Jerusalem. Keine Hilfstransporte, kein Frischwasser, kein Mehl. Ohne Strom aus Generatoren steht in Gaza alles still. Die UNO schlägt Alarm.

Humanitäre Helfer schlagen Alarm: Ab Mittwoch kann die UNO die rund 900.000 Binnenflüchtlinge im Süden des Gazastreifens nicht mehr versorgen, melden die Vereinten Nationen. Zwar kommen auch weiterhin Hilfslieferungen per Lkw am ägyptischen Grenzübergang Rafah an. „Wir können sie aber dort nicht mehr übernehmen“, sagt die lokale Leiterin der UN-Koordination für humanitäre Angelegenheiten OCHA, Lynn Hastings. Der Grund: Um die Pakete an die Bedürftigen zu verteilen, benötige man Kleintransporter in Gaza. Da alle Treibstoffvorräte aufgebraucht seien, könnten diese aber nicht fahren.

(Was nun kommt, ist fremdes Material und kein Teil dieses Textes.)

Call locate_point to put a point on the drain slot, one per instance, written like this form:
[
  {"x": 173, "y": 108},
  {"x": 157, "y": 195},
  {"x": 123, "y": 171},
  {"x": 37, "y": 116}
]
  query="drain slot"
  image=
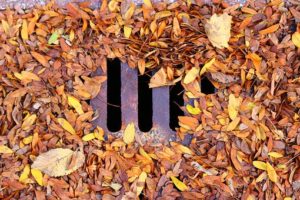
[
  {"x": 144, "y": 103},
  {"x": 114, "y": 115},
  {"x": 176, "y": 100}
]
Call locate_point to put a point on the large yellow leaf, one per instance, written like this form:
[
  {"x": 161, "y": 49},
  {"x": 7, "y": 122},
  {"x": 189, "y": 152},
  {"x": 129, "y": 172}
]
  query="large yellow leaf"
[
  {"x": 191, "y": 75},
  {"x": 24, "y": 30},
  {"x": 233, "y": 106},
  {"x": 296, "y": 39},
  {"x": 141, "y": 183},
  {"x": 129, "y": 133},
  {"x": 207, "y": 66},
  {"x": 66, "y": 125},
  {"x": 179, "y": 184},
  {"x": 75, "y": 103},
  {"x": 38, "y": 176},
  {"x": 28, "y": 121},
  {"x": 218, "y": 30},
  {"x": 5, "y": 149},
  {"x": 260, "y": 165},
  {"x": 271, "y": 173},
  {"x": 25, "y": 174},
  {"x": 56, "y": 162}
]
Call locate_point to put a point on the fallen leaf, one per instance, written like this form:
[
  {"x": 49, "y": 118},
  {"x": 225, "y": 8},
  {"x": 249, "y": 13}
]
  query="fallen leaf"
[
  {"x": 271, "y": 173},
  {"x": 260, "y": 165},
  {"x": 28, "y": 121},
  {"x": 179, "y": 184},
  {"x": 218, "y": 29},
  {"x": 56, "y": 162},
  {"x": 5, "y": 149},
  {"x": 233, "y": 106},
  {"x": 66, "y": 125},
  {"x": 141, "y": 183},
  {"x": 25, "y": 174},
  {"x": 207, "y": 66},
  {"x": 24, "y": 30},
  {"x": 191, "y": 75},
  {"x": 38, "y": 176},
  {"x": 129, "y": 133},
  {"x": 296, "y": 39},
  {"x": 75, "y": 103}
]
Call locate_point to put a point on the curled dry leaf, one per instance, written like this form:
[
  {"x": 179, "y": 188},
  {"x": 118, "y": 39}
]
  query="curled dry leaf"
[
  {"x": 56, "y": 162},
  {"x": 218, "y": 29}
]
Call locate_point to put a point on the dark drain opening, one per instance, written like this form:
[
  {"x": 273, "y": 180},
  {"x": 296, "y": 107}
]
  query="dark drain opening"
[
  {"x": 207, "y": 87},
  {"x": 114, "y": 117},
  {"x": 144, "y": 103},
  {"x": 176, "y": 100}
]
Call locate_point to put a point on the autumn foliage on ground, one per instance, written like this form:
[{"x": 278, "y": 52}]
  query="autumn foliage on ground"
[{"x": 245, "y": 137}]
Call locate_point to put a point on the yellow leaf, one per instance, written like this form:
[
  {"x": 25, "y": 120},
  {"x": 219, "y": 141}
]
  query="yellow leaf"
[
  {"x": 88, "y": 137},
  {"x": 233, "y": 106},
  {"x": 129, "y": 12},
  {"x": 162, "y": 14},
  {"x": 218, "y": 30},
  {"x": 5, "y": 149},
  {"x": 232, "y": 125},
  {"x": 25, "y": 174},
  {"x": 38, "y": 176},
  {"x": 193, "y": 110},
  {"x": 148, "y": 3},
  {"x": 271, "y": 173},
  {"x": 27, "y": 140},
  {"x": 144, "y": 154},
  {"x": 75, "y": 103},
  {"x": 72, "y": 35},
  {"x": 275, "y": 154},
  {"x": 127, "y": 31},
  {"x": 191, "y": 75},
  {"x": 260, "y": 165},
  {"x": 5, "y": 26},
  {"x": 180, "y": 185},
  {"x": 24, "y": 30},
  {"x": 296, "y": 39},
  {"x": 66, "y": 125},
  {"x": 28, "y": 121},
  {"x": 141, "y": 183},
  {"x": 129, "y": 133},
  {"x": 207, "y": 66}
]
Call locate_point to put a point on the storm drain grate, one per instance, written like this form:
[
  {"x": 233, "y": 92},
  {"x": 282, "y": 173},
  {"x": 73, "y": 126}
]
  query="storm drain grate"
[{"x": 126, "y": 97}]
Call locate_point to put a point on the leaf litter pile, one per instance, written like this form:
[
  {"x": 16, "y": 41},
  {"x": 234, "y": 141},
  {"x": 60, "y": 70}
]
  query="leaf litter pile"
[{"x": 246, "y": 136}]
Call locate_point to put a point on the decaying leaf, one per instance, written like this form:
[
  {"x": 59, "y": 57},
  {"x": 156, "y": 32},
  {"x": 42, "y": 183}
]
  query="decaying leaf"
[
  {"x": 129, "y": 133},
  {"x": 66, "y": 125},
  {"x": 218, "y": 29},
  {"x": 179, "y": 184},
  {"x": 56, "y": 162},
  {"x": 271, "y": 173}
]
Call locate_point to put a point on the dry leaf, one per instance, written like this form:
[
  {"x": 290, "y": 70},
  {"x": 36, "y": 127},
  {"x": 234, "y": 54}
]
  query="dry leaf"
[
  {"x": 218, "y": 30},
  {"x": 56, "y": 162},
  {"x": 66, "y": 125},
  {"x": 179, "y": 184},
  {"x": 191, "y": 75},
  {"x": 5, "y": 149},
  {"x": 141, "y": 183},
  {"x": 25, "y": 174},
  {"x": 260, "y": 165},
  {"x": 271, "y": 173},
  {"x": 296, "y": 39},
  {"x": 129, "y": 133},
  {"x": 233, "y": 106},
  {"x": 75, "y": 103},
  {"x": 38, "y": 176}
]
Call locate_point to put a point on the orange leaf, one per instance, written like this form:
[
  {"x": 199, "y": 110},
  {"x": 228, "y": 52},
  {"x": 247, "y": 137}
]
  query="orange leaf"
[{"x": 270, "y": 29}]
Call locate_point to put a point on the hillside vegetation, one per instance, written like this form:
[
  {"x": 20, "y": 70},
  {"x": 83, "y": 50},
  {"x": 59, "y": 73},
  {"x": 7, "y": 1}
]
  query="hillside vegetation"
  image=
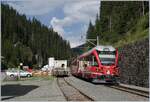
[
  {"x": 120, "y": 23},
  {"x": 28, "y": 41}
]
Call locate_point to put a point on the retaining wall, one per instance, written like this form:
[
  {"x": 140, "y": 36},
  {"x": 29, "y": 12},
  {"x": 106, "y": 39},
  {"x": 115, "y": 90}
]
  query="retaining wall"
[{"x": 134, "y": 64}]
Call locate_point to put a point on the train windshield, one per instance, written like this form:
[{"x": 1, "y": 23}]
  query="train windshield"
[{"x": 107, "y": 57}]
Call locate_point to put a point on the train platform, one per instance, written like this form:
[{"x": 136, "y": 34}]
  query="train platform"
[{"x": 134, "y": 87}]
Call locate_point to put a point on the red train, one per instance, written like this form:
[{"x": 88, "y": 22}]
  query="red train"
[{"x": 99, "y": 64}]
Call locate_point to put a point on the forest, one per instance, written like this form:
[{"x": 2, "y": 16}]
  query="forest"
[
  {"x": 119, "y": 23},
  {"x": 28, "y": 41}
]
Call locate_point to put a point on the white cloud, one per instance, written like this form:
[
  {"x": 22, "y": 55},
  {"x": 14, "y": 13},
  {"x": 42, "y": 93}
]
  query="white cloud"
[{"x": 34, "y": 7}]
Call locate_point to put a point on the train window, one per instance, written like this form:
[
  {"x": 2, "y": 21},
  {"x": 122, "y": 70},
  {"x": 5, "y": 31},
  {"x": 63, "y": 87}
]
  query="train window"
[{"x": 107, "y": 52}]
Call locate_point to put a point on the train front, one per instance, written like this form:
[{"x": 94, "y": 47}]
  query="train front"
[{"x": 108, "y": 64}]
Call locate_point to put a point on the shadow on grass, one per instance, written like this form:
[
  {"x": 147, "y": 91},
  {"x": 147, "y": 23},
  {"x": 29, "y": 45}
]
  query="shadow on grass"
[{"x": 14, "y": 90}]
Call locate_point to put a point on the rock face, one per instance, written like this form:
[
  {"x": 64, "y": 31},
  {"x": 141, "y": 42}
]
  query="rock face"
[{"x": 134, "y": 64}]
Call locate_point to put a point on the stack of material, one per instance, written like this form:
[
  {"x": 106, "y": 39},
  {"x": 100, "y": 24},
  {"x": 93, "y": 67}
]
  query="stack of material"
[
  {"x": 37, "y": 73},
  {"x": 134, "y": 65}
]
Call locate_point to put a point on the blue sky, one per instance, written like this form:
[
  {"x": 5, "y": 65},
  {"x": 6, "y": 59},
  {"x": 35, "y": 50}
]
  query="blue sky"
[{"x": 70, "y": 18}]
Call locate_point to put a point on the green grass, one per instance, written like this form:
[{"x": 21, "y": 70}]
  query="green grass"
[{"x": 139, "y": 32}]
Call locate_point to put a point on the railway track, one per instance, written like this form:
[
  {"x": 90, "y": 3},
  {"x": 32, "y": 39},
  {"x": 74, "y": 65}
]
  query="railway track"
[
  {"x": 70, "y": 92},
  {"x": 130, "y": 90}
]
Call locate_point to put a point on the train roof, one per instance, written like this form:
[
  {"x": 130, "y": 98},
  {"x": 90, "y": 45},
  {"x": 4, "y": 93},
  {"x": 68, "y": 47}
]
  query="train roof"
[{"x": 99, "y": 48}]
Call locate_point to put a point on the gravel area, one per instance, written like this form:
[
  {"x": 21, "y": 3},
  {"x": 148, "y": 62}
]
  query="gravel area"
[
  {"x": 31, "y": 90},
  {"x": 102, "y": 93}
]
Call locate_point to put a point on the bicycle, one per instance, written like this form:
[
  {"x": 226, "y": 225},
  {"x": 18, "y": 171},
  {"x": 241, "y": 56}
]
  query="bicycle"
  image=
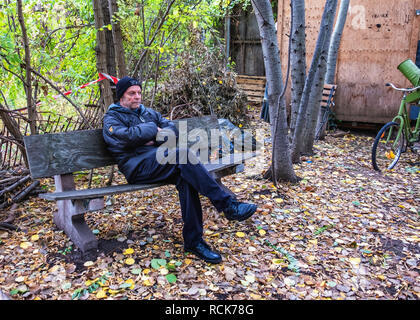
[{"x": 396, "y": 136}]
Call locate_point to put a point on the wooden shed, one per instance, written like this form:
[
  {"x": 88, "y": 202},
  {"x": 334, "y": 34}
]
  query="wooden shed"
[{"x": 378, "y": 36}]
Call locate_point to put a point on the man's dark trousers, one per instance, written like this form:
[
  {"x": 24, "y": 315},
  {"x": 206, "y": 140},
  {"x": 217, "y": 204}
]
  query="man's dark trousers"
[{"x": 191, "y": 179}]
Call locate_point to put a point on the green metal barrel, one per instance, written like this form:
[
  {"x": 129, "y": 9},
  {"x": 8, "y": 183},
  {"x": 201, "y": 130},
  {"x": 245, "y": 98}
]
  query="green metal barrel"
[{"x": 410, "y": 71}]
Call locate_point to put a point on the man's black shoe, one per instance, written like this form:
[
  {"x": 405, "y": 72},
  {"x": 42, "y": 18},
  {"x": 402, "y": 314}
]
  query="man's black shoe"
[
  {"x": 239, "y": 211},
  {"x": 203, "y": 251}
]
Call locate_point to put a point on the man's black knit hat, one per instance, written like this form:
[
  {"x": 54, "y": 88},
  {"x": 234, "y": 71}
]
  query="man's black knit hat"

Seit dem 7. Oktober zehren die Menschen im Gazastreifen von Treibstoffvorräten. Israel lehnt eine Einfuhr ab. Die Armee verweist darauf, dass die Hamas-Terroristen noch über Vorräte verfügten. Es liege an ihnen, sie der Zivilbevölkerung zur Verfügung zu stellen. Zum Anderen begründet Israel die Blockade mit der Sorge, dass eingeführter Treibstoff erst recht in die Hände der Hamas gelangen könnte.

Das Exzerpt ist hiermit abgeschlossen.